The Kruskal-Wallis test is a non-parametric equivalent to the one-way ANOVA. For this example, the data used is a subset of R’s datasets::iris, testing for difference in sepal width between species of flower. This data was subset in R and input manually to SAS with a data step.

data iris_sub;
    input Species $ Sepal_Width;
    datalines;
setosa 3.4
setosa 3.0
setosa 3.4
setosa 3.2
setosa 3.5
setosa 3.1
versicolor 2.7
versicolor 2.9
versicolor 2.7
versicolor 2.6
versicolor 2.5
versicolor 2.5
virginica 3.0
virginica 3.0
virginica 3.1
virginica 3.8
virginica 2.7
virginica 3.3
;
run;

Implementing Kruskal-Wallis in SAS

The Kruskal-Wallis test can be implemented in SAS using the NPAR1WAY procedure with WILCOXON option. Below, the test is defined with the indicator variable (Species) by the CLASS statement, and the response variable (Sepal_Width) by the VAR statement. Adding the EXACT statement outputs the exact p-value in addition to the asymptotic result.
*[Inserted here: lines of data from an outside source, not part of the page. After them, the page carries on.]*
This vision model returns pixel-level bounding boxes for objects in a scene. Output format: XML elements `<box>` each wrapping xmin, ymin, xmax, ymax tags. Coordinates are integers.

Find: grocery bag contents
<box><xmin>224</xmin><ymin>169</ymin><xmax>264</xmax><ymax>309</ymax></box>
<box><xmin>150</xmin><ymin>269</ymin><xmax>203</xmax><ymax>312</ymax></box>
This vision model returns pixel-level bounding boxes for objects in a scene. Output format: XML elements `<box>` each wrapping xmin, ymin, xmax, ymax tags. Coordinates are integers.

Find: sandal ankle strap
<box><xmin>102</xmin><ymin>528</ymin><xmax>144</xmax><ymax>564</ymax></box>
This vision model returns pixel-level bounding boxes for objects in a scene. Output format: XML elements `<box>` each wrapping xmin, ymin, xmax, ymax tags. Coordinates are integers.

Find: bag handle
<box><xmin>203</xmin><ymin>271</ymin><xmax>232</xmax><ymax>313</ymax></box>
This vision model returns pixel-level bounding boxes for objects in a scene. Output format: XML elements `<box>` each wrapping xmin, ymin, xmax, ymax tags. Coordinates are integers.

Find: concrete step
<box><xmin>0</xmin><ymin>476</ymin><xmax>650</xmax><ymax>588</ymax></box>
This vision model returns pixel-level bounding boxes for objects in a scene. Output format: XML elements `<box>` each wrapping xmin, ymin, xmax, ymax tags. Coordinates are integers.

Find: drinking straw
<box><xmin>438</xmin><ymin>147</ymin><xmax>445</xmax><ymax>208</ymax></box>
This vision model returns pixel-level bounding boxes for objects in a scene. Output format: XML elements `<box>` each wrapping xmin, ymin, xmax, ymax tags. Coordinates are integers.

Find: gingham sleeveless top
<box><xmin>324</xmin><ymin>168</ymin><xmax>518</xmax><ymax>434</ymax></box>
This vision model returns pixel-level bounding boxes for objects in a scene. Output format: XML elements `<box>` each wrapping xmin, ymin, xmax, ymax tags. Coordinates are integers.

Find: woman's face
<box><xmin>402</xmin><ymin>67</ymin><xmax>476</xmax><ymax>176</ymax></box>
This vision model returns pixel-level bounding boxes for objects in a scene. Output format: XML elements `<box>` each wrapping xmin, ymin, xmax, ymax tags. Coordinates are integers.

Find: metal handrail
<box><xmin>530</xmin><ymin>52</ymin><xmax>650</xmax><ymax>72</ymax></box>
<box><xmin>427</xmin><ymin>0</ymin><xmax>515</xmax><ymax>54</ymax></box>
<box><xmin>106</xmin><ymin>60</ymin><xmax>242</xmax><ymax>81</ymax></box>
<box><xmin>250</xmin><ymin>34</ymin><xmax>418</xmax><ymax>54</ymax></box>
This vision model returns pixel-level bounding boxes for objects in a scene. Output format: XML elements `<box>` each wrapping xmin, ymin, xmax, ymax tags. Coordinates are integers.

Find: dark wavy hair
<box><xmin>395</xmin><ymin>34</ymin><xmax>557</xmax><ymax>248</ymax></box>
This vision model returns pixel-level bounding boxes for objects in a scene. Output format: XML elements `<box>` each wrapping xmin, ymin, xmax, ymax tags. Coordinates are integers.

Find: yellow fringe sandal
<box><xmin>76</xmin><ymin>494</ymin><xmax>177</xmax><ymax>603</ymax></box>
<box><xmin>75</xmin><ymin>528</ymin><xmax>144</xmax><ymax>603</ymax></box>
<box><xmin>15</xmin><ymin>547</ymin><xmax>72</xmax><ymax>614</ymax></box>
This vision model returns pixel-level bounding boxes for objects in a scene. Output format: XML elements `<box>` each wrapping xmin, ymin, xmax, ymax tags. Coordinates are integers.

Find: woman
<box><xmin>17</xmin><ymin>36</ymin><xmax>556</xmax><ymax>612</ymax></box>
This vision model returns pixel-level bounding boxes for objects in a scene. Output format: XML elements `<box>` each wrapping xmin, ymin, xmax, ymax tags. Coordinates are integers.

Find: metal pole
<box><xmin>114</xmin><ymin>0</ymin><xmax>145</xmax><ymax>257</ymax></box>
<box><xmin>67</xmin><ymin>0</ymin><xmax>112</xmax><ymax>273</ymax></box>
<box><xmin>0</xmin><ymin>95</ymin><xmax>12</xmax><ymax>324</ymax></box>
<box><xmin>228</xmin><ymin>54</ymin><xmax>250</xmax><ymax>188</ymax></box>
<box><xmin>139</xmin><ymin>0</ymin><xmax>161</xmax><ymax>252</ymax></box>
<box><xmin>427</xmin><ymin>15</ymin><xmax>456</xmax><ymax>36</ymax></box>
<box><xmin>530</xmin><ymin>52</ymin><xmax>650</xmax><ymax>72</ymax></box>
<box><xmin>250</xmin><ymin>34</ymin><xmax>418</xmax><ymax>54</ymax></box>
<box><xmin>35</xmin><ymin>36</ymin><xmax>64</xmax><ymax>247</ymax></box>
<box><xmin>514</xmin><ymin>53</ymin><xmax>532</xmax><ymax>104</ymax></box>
The null hypothesis is that the samples are from identical populations.

proc npar1way data=iris_sub wilcoxon;
class Species;
var Sepal_Width;
exact;
run;

Results

As seen above, SAS outputs a table of Wilcoxon Scores for Sepal_Width by each Species including (per group): the number (N); the sum of scores; the expected sum of scores under the null hypothesis; the standard deviation under the null hypothesis, and the observed mean score. The table also includes a footnote to specify that ties were handled by using the average score.

A table of the test results gives the Kruskal-Wallis rank sum statistic (10.922), the degrees of freedom (2), and the asymptotic p-value of the test (0.0042), and the exact p-value (0.0008). Therefore, the difference in population medians is statistically significant at the 5% level.